Here, for example, there is no relevant text, but sometimes there is, and it is this that I care about so that these fields are decoded and so that events are not skipped because this field is not parsed (this did not happen before - with previous versions of ELK)

Hi, running this little ruby code with your data is returning false:

def is_valid_utf8(byte_data)
    byte_data.force_encoding('UTF-8').valid_encoding?
  end

  # Example usage
  byte_string = "\x00\x00\x00\x84\xFESMB@\x00\x01\x00\x00\x00\x00\x00\x05\x00\x01\x00\x00\x00\x00\x00\x00\x00\x00\x00\x00\x16\x00\x00\x00\x00\x00\x00\x00\xFF\xFE\x00\x00\x01\x00\x00\x00\xF0\xB5\x9B\x1F\x00\x00\x00\x00\x00\x00\x00\x00\x00\x00\x00\x00\x00\x00\x00\x00\x00\x00\x00\x00\x009\x00\x00\x00\x01\x00\x00\x00\x00\x00\x00\x00\x00\x00\x00\x00\x00\x00\x00\x00\x00\x00\x00\x00\x9F\x01\x12\x00\x00\x00\x00\x00\a\x00\x00\x00\x01\x00\x00\x00\x00\x00\x00\x00x\x00\f\x00\x00\x00\x00\x00\x00\x00\x00\x00w\x00k\x00s\x00s\x00v\x00c\x00"

  puts is_valid_utf8(byte_string)

Can I somehow handle it to convert it to text however possible?
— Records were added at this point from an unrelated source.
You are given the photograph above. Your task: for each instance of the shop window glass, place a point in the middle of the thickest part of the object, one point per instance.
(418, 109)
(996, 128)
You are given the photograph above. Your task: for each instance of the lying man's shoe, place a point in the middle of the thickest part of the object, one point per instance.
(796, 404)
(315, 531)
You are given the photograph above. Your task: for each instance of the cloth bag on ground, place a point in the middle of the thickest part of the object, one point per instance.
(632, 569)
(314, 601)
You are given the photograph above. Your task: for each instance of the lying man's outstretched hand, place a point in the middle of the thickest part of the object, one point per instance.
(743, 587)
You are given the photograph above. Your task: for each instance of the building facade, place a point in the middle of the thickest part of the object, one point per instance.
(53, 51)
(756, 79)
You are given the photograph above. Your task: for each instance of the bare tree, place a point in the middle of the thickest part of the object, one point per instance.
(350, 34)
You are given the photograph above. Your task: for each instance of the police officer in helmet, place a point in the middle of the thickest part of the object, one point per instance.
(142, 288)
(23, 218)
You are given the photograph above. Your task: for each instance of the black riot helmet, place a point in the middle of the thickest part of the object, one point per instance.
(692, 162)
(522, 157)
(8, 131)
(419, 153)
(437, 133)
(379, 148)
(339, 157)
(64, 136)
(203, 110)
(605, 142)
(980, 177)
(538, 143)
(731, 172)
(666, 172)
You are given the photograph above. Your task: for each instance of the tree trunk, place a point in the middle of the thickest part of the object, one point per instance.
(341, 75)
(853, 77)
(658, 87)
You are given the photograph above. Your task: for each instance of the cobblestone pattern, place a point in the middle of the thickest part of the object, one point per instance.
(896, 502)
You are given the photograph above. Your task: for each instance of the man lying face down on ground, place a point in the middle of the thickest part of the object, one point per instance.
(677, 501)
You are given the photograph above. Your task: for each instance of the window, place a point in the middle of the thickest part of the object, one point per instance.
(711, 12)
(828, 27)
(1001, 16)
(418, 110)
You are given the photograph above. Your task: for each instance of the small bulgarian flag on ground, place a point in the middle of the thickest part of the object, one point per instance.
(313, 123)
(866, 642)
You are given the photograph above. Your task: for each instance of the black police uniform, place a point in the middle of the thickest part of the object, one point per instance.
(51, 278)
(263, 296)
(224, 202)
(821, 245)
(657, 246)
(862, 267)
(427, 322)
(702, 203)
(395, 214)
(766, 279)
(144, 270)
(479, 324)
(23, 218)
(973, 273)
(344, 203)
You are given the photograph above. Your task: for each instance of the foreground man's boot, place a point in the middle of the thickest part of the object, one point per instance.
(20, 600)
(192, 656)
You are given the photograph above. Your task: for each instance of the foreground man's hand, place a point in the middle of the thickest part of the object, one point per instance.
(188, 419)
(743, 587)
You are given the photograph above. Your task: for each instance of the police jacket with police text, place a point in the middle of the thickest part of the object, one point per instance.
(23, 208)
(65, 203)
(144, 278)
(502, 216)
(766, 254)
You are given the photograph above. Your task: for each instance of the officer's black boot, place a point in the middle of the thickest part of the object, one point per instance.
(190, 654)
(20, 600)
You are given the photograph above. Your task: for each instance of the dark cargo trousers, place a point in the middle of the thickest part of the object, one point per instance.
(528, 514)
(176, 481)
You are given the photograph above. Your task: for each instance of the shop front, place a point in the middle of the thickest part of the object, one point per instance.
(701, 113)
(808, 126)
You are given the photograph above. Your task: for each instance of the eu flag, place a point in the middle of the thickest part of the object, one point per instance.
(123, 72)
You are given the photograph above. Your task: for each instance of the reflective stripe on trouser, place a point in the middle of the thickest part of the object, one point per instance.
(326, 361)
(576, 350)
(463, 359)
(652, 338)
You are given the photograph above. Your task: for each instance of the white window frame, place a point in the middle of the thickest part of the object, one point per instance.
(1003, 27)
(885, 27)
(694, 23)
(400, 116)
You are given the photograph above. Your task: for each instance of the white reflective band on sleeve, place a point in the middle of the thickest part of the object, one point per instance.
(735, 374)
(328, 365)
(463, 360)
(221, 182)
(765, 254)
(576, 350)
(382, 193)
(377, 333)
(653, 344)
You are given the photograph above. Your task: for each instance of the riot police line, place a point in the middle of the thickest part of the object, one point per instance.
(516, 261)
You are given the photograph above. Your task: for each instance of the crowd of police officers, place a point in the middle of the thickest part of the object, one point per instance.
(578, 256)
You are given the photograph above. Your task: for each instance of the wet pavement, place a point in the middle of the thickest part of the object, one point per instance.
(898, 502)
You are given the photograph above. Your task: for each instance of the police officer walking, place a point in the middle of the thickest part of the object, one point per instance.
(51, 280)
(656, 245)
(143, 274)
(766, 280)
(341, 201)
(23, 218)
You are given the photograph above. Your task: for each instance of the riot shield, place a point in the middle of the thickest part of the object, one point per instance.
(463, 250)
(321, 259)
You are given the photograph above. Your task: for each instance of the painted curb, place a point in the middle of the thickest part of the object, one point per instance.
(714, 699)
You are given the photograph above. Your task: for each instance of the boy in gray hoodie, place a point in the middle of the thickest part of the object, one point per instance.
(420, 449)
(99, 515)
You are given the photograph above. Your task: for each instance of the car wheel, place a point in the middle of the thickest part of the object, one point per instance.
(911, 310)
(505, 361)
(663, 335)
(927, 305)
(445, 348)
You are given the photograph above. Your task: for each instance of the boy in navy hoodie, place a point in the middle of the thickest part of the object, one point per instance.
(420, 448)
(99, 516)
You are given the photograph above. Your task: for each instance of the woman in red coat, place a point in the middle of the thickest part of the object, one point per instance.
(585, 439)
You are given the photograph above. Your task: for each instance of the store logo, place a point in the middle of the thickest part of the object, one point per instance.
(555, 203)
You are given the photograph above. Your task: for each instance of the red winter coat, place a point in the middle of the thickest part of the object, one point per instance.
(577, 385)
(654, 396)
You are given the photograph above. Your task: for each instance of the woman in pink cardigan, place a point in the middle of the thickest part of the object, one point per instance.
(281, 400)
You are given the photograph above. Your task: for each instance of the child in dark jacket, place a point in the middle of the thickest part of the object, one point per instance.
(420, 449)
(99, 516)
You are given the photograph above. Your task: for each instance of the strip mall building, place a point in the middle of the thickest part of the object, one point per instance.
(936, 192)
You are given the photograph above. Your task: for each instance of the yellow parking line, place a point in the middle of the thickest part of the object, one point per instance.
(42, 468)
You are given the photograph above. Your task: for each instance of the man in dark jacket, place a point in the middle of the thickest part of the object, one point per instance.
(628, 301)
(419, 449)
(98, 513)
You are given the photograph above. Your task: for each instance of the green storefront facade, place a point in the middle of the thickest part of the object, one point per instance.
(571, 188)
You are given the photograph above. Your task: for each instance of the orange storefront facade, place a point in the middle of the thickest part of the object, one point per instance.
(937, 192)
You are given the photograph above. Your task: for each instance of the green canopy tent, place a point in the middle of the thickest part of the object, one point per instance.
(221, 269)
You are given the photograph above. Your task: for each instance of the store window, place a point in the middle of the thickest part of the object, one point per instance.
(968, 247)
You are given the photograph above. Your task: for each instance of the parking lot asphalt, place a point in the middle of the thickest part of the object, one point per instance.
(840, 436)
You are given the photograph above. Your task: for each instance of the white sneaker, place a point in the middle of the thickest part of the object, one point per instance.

When I don't decode that like above, then it apper as followin in Kibana:

00:00:00:58:fe:53:4d:42:40:00:01:00:00:00:00:00:06:00:01:00:00:00:00:00:00:00:00:00:b9:01:00:00:00:00:00:00:ff:fe:00:00:02:00:00:00:23:22:57:9d:00:00:00:00:00:00:00:00:00:00:00:00:00:00:00:00:00:00:00:00:18:00:01:00:00:00:00:00:ea:2b:93:09:9a:63:f4:56:d6:c0:18:11:b8:ad:cf:60

Maybe I decode it wrong way?

I'm not sure if it's exactly the result you want, but you can try using force_encoding('UTF-8') at the end of the line, like:

ruby {
        code => 'event.set("[field]", [event.get("[field]")].pack("H*").force_encoding('UTF-8'))'
    }

Thanks but I tried it before and didn't work. I guess my problem is more basic, because entry data looks like that:

00:00:00:44:fe:53:4d:42:40:00:01:00:00:00:00:00:04:00:01:00:00:00:00:00:00:00:00:00:c6:01:00:00:00:00:00:00:ff:fe:00:00:02:00:00:00:23:22:57:9d:00:00:00:00:00:00:00:00:00:00:00:00:00:00:00:00:00:00:00:00:04:00:00:00

How decode it to any text, as much as possible? Printing "nonprintable" chars is not nessesary.